Green Bay had undoubtedly their best full game of offense in 2016 against the Falcons.
Aaron Rodgers put up 246 yards and 4 TDs while completing 73% of his passes. Three little-used receivers (Jeff Janis, Trevor Davis, Geronimo Allison) each became big parts of the gameplan, seeing their season-high in snaps (58, 36, 19, respectively) and catching TDs. The unit put up 32 points (2nd-most on their year) while scoring on 5 of their 9 drives (including 4 of the first 5). The effort is one that would win most weeks.
It probably isn’t sustainable for too long however, due to the startling lack of balance displayed in their play-calling.
According to Pro Football Focus, of the 62 offensive plays for the Packers on Sunday, just 13 were designed runs. The leading rusher for the team was Rodgers, garnering a career-high 60 yards on six scrambles against man defenses which left big blocks of space for him to attack with his legs. Outside of him though, the Packers managed just 48 yards between the sad hydra of Don Jackson, Aaron Ripkowski, and the since-released Knile Davis.
Rodgers has done well so far in this run-allergic attack (past two games: 71.2% completion percentage on 94 throws, 572 yards, 7 TDs, 0 INTs, 113.85 passer rating, 84.2 QBR), but expecting him to shoulder this much of a load for a long time could be dangerous on multiple levels.
For one thing, he could wear himself down with all these throws (especially if he’s running often as well). Defenses can also hone in on just one facet of the game as well, not worrying about a running threat while stacking up in coverage and letting their pass rushers pin their ears back to rush every down.
The biggest problem could be with their offensive line though. The line has been the best in the league to this point in pass blocking, but forcing them to hold their ground every down (rather than in the running game, where they can plow forward) will tire them out not just in a single game but cumulatively across the year.
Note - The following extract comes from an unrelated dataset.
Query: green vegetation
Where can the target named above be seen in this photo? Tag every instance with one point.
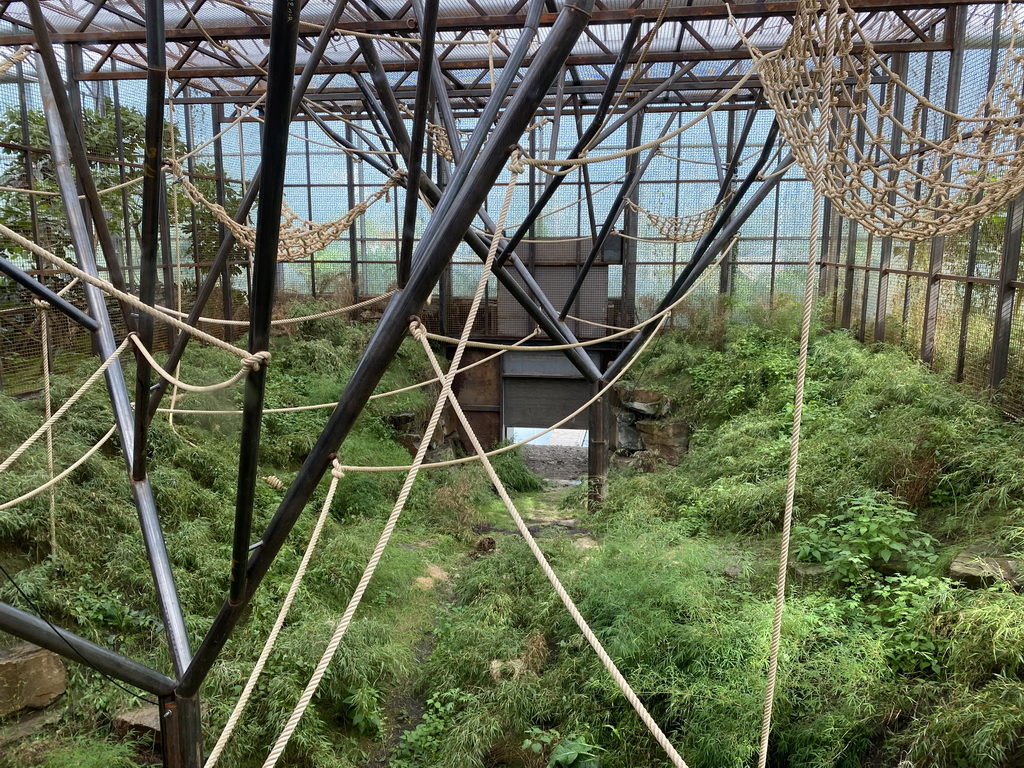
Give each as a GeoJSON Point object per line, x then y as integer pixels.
{"type": "Point", "coordinates": [463, 656]}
We already might be seeing some of the pitfalls of this, with T.J. Lang having to miss time in both of the past two games due to injuries; when he goes down, the immortal Don Barclay has been getting the call, and it’s instantly noticeable how much worse the blocking becomes. Besides just that one aspect, we see a team in Atlanta — which has not rushed the passer well since the days of John Abraham — managing to apply pressure much more often than we should expect given the matchup.
According to PFF, Rodgers saw pressure on 17 of his 47 dropbacks (36%), and the defense managed their three sacks on those plays. This was surprisingly done without blitzing too; only 6 of 47 snaps saw Rodgers get blitzed, and two of the three sacks came on non-blitzes.
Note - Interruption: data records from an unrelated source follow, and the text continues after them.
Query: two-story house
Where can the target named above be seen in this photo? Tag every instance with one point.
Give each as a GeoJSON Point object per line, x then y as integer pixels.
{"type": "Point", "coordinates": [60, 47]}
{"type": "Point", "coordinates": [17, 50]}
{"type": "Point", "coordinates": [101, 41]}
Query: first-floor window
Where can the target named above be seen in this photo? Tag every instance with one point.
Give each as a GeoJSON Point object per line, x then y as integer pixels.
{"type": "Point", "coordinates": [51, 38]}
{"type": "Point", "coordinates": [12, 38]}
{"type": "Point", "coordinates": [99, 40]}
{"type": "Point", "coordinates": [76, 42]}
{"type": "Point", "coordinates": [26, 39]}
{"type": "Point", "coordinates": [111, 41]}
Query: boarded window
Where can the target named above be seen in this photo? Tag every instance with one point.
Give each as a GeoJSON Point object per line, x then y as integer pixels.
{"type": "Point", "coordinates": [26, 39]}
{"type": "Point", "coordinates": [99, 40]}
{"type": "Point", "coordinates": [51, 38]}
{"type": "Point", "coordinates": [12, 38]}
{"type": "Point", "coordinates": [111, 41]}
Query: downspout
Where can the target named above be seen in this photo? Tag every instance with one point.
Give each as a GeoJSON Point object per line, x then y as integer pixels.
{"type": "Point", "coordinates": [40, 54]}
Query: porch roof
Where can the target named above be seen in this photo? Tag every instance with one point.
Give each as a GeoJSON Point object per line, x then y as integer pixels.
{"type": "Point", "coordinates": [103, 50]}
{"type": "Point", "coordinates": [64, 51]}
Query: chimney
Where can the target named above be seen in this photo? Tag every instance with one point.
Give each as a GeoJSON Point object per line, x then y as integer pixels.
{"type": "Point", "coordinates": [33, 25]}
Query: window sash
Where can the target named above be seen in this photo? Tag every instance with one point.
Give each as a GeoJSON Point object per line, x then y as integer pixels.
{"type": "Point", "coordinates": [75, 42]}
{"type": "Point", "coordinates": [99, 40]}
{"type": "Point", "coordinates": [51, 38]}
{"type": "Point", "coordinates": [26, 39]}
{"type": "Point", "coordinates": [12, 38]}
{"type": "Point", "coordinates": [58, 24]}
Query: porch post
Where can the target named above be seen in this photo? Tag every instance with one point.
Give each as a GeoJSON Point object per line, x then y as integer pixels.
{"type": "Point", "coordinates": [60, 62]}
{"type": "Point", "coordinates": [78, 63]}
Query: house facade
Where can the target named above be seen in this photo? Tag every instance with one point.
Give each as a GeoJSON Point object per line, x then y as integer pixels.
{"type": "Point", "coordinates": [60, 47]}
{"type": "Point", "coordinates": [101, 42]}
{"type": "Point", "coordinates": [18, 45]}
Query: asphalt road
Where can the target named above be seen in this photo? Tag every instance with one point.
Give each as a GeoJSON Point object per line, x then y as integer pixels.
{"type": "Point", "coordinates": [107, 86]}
Green Bay is kind of stuck in a tough spot due to the injuries and ineffectiveness at running back right now (Eddie Lacy is on IR, James Starks is out for at least a couple more weeks with his meniscus injury, Ty Montgomery apparently has the sickle-cell trait, and the other guys left have not yet shown to be reliable enough to carry the load of being a top running option), but they need to find some way to make their running game something teams at least have to consider trying to defend before their line crumbles under the strain of endless pass blocking.